I'm still figuring out the reproduction steps, but I think the process is

  1. Deploy chroma and create a collection using <=0.5.4 with metadata={"hnsw:space": "cosine"} or similar. Specifically for me
    self.collection = self.vdb.get_or_create_collection(
            name=collection_name,
            embedding_function=self.embedding_function,
            metadata={"hnsw:space": "cosine"},
        )

This will create the collection with the defaults in 0.5.4 where sync_threshold=100 and batch_size=1000

  1. Upgrade your client to 0.5.5
  2. It is now checking the sync_threshold and batch_size with the existing defaults and throwing the error

I haven't read through all of the other changes to the HNSW work in 0.5.5 but it looks like there's some changes to persistent properties and similar.
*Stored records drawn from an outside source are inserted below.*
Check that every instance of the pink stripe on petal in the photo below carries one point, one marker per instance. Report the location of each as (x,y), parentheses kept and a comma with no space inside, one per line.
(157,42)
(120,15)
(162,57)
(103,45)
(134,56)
I actually was trying to change the configured properties specifically with different metadata definitions and similar, but was having a lot of troubles. Specifically, this was not fixed by changing that code to

    self.collection = self.vdb.get_or_create_collection(
            name=collection_name,
            embedding_function=self.embedding_function,
            metadata={"hnsw:space": "cosine", "sync_threshold":1000, "batch_size":100},
        )

As a short term, I would suggest a downgrade to 0.5.4 (this has worked for me) and wait for a patch as the 0.5.5 is still in pre-release.

tks

tazarov commented 2 months ago

@dddxst and @mikethemerry, thanks for reporting and investigating this. Indeed, it was a bug (#2338) released with 0.5.4 which was fixed (#2526) in 0.5.5. The issue is that any DB created with 0.5.4 would result in a validation issue you reporeted. To fix the problem (ideally, we should've added a migration script to do that, but alas): If in docker: Connect to your docker container:

apt update && apt install sqlite3
sqlite3 /chroma/chroma/chroma.sqlite3 "update collections set config_json_str=json_set(config_json_str,'$.hnsw_configuration.batch_size',100,'$.hnsw_configuration.sync_threshold',1000) where name='test';"
# you don't have to run the below, but for consistency reasons:
sqlite3 /chroma/chroma/chroma.sqlite3 "update collection_metadata set int_value = 100 where key='hnsw:batch_size' and collection_id in (select id from collections where name='test');"
sqlite3 /chroma/chroma/chroma.sqlite3 "update collection_metadata set int_value = 1000 where key='hnsw:hnsw:sync_threshold' and collection_id in (select id from collections where name='test');"

tks,it works when update to 0.5.5,but error occur on windows ...

Can you share the error you get on Windows?

codetheweb commented 2 months ago

Hey everyone--I believe this is caused by a version mismatch; this shouldn't happen if your client and server are on the same version. Please make sure that your server and client are both on 0.5.5 and let us know if this is still happening.